Part 2: The Weight of Blood Men Is The Next Faas.

“Dad,” I whispered, stepping into his shadow.

He flinched slightly, quickly wiping his eyes with the back of his rough, calloused hand before looking up. Even after what I had just done, there was no anger in his eyes. There was only a profound, devastating resignation.

“Julian,” he said, his voice hoarse. He tried to force a small, trembling smile that broke my heart into a thousand pieces. “You shouldn’t have followed me, son. I’m okay. Really. I was just… catching my breath. The city air is heavy today.”

“Get in the car,” I said, my voice thick with unshed tears.

“No, Julian, it’s fine,” he replied, standing up unsteadily, using the stone railing for support. “Your wife… she looked upset. Go back to her. I shouldn’t have come to your home asking for that kind of money. It was selfish of me. You worked hard to get away from the dirt. I have no right to drag you back into it.”

“Dad, please. Just get in the car. We need to go to the hospital.”

He blinked, confused, looking at the thick manila envelope in my hand. He didn’t move until I gently took his elbow. He felt so light—terribly light, like a bundle of dry twigs. The strong man who used to carry heavy crates of produce on his back at four in the morning was fading away right before my eyes.

The Unspoken Truth

The drive to the Mt. Sinai Medical Center was dead silent. Every time I tried to speak, the lump in my throat threatened to choke me. Mr. Raymond just stared out the window at the towering skyscrapers of Manhattan, his reflection ghosting over the glass.

When we arrived, I didn’t take him to the emergency room or the crowded waiting clinic. I led him straight to the private pavilion on the eighth floor. A woman in a sharp blazer was already waiting by the reception desk.

“Mr. Julian Vance?” she asked, looking at her tablet.

“Yes. This is my father, Raymond Vance,” I said, using his last name for the first time in my life.

Mr. Raymond looked at me sharply, his mouth opening slightly, but the woman—Dr. Aris, the chief of thoracic surgery—interrupted him with a warm smile. “We’ve been expecting you, Mr. Vance. The operating room is booked for Thursday morning, and your private suite is ready for pre-op testing. Your son has already cleared the balances and authorized the specialist team from Boston.”

Mr. Raymond stood frozen in the middle of the luxury corridor. He looked down at his patched shoes, then at the polished marble floor, and finally at me.

“Julian… what is this?” his voice shook. “The twenty thousand dollars…”

“The surgery doesn’t cost twenty thousand, Dad,” I said, the tears finally spilling over my eyelids. “The advanced procedure you need, with the specialists and the recovery care, costs eighty-five thousand.
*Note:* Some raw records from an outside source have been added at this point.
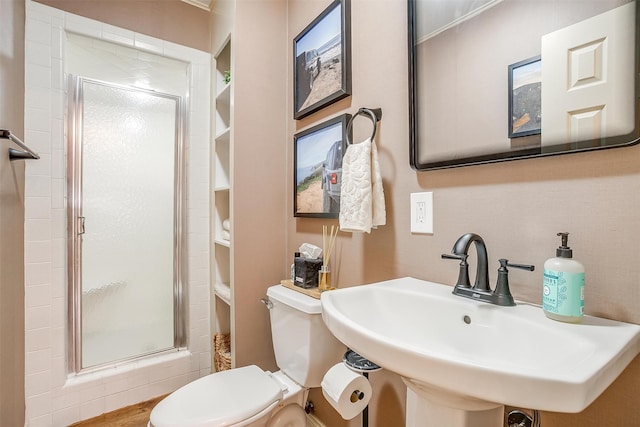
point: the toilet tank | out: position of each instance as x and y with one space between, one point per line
303 346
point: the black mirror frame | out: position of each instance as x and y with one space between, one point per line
582 146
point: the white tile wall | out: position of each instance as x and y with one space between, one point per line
53 397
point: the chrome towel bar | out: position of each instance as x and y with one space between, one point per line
18 154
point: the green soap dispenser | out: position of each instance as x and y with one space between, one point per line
563 285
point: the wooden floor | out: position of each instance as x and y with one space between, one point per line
132 416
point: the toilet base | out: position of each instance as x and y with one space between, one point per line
291 415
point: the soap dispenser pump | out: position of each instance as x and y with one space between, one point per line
563 285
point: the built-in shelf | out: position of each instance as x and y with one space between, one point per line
223 291
222 242
222 146
224 96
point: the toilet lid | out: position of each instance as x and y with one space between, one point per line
219 399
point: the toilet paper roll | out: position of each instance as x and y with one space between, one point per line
347 391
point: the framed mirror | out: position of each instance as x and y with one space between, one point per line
495 80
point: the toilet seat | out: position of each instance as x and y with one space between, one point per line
221 399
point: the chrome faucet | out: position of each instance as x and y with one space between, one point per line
501 295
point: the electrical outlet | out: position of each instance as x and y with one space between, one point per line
422 213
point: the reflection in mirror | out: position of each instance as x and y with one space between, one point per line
493 80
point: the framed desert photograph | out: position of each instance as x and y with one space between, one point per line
317 168
322 60
525 98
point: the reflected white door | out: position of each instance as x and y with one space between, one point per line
588 78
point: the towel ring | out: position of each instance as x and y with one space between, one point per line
375 114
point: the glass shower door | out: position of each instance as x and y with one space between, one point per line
125 222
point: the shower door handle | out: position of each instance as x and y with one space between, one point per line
80 225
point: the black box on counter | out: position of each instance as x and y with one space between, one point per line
306 272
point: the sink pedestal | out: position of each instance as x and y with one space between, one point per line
428 406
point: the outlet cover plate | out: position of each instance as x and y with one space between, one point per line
422 213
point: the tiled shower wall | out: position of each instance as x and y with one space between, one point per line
53 397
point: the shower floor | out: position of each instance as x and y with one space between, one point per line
132 416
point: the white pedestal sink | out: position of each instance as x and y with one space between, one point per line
465 359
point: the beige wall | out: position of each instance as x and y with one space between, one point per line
11 216
258 197
518 207
171 20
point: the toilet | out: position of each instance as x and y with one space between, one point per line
248 396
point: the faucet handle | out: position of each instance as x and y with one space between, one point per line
463 275
504 263
502 293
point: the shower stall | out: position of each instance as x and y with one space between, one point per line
125 222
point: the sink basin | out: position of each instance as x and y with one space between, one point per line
478 351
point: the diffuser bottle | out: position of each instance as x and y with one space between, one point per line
563 285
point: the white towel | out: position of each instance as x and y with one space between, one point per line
361 194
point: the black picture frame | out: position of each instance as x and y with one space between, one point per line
322 60
525 98
317 168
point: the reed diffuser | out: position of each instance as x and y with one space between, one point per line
328 242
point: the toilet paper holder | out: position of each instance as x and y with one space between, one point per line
361 364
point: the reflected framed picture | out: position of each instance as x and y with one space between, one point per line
525 98
317 171
322 60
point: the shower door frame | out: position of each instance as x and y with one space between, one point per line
75 225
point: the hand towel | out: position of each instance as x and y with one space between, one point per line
362 205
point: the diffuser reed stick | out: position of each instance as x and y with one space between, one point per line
328 242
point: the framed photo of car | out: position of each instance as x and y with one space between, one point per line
317 171
525 98
322 60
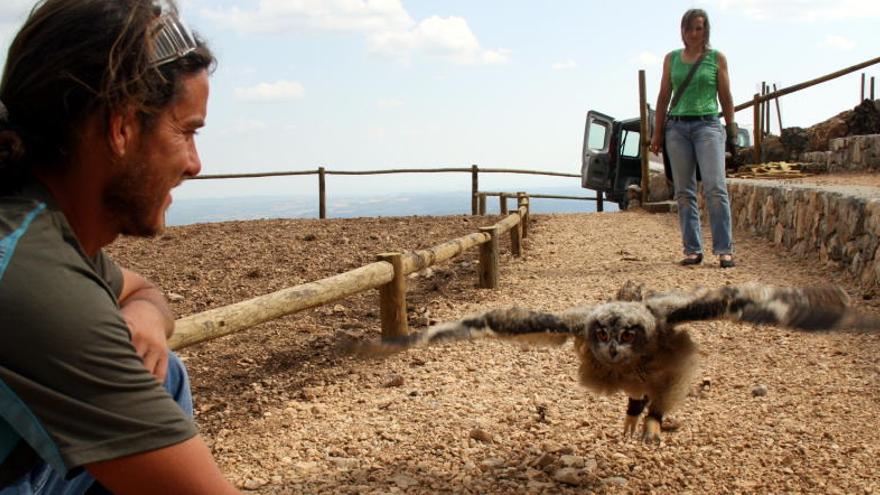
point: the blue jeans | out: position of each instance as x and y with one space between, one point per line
45 480
692 144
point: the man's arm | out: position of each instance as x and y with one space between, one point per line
149 320
185 468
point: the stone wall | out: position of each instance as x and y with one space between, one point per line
848 154
839 225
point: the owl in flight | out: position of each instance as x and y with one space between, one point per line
632 343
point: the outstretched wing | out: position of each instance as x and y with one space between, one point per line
810 309
522 324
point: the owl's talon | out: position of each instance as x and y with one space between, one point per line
629 426
651 431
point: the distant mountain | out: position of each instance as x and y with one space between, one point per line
188 211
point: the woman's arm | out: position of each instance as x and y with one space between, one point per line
662 104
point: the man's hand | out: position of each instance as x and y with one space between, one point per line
149 320
147 329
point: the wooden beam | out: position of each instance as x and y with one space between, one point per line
222 321
475 187
643 144
516 237
811 82
756 146
322 193
489 259
392 299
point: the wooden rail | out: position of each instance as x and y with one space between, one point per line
388 275
759 100
476 207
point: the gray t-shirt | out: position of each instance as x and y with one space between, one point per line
72 388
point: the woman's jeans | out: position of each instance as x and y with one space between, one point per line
700 143
45 480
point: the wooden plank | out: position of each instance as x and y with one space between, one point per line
643 143
417 260
245 314
392 299
489 259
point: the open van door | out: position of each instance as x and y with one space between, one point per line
597 172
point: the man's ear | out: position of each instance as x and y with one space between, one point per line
123 128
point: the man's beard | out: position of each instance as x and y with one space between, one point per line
134 197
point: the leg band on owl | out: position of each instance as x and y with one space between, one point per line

And I paid it three weeks ago, the moment your doctor in Savannah secretly mailed me your medical records because he knew you’d rather die than burden me.”

I shoved the manila envelope into his trembling hands.
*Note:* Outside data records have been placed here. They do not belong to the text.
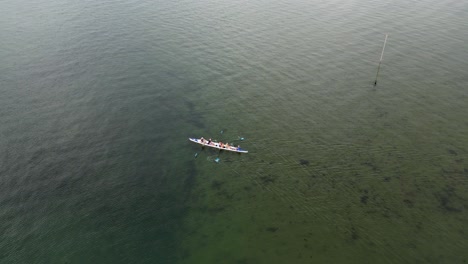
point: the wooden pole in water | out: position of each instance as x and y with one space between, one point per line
380 62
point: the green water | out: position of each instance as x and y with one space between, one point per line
99 99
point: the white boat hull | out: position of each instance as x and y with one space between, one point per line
216 145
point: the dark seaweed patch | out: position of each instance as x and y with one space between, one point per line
453 152
408 203
354 234
448 199
272 229
217 184
267 179
364 199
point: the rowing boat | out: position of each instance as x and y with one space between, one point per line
217 145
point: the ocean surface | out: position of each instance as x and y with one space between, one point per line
98 99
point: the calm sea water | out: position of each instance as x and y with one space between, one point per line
98 99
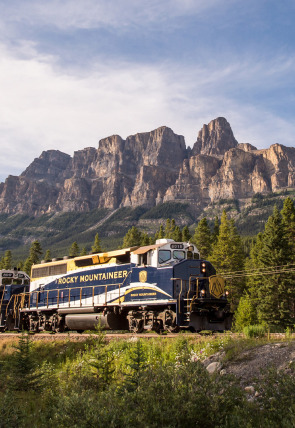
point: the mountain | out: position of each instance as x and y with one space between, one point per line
147 169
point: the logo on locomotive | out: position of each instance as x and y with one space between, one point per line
143 276
216 286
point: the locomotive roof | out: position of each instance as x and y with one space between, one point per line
113 253
143 250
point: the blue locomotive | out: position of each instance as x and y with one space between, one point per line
13 285
159 287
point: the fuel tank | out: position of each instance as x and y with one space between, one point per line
88 321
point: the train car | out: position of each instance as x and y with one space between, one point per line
160 287
13 284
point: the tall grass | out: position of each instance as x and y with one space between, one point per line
136 382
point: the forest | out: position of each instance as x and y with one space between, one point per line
260 271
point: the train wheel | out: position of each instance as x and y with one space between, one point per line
136 326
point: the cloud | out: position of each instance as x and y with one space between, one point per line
88 14
46 107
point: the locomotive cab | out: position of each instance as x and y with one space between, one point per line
12 284
165 252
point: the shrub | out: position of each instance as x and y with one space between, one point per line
257 330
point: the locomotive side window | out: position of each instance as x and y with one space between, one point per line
178 255
189 255
164 256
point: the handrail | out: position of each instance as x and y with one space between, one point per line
38 292
2 297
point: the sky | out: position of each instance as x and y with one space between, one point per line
73 72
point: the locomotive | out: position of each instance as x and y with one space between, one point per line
160 287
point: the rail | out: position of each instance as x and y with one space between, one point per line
69 296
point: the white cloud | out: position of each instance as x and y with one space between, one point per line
44 107
66 14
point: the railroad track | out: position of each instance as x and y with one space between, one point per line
81 337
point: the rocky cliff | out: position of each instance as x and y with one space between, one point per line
147 169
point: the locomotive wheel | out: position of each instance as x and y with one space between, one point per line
136 326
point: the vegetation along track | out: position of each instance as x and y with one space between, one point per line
78 337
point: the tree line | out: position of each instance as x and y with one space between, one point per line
261 285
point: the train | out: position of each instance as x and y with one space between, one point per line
160 287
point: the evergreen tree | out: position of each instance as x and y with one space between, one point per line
83 251
176 235
96 248
47 256
245 314
23 366
168 229
288 218
203 239
7 261
275 293
35 252
132 238
227 256
160 234
137 366
186 236
144 240
34 256
215 230
74 249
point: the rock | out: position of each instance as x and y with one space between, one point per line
149 168
216 138
213 367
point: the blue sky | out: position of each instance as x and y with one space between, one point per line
73 72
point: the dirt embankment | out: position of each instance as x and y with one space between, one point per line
251 364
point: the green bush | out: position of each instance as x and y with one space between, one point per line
257 330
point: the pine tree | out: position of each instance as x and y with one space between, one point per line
137 366
83 251
177 235
145 239
160 234
7 261
245 314
186 236
74 249
47 256
168 228
275 293
288 218
227 256
96 248
23 366
34 256
132 238
215 230
203 239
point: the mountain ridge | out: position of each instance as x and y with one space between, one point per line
147 169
“I told you I wouldn’t give you a single cent,” I choked out, wrapping my arms around his frail shoulders, burying my face into his neck that smelled of old tobacco and cheap soap. “Because you don’t borrow from your own flesh and blood. You don’t take loans from the boy you sold your own body to raise. It’s not a loan, Dad. It’s yours. Everything I have is yours.”

For a long moment, he didn’t breathe. Then, his arms came around me, locking with a desperate, fierce strength that belonged to the man who had pulled me away from the riverbank twenty years ago. We stood there in that expensive hospital hallway, crying like two children lost in the dark.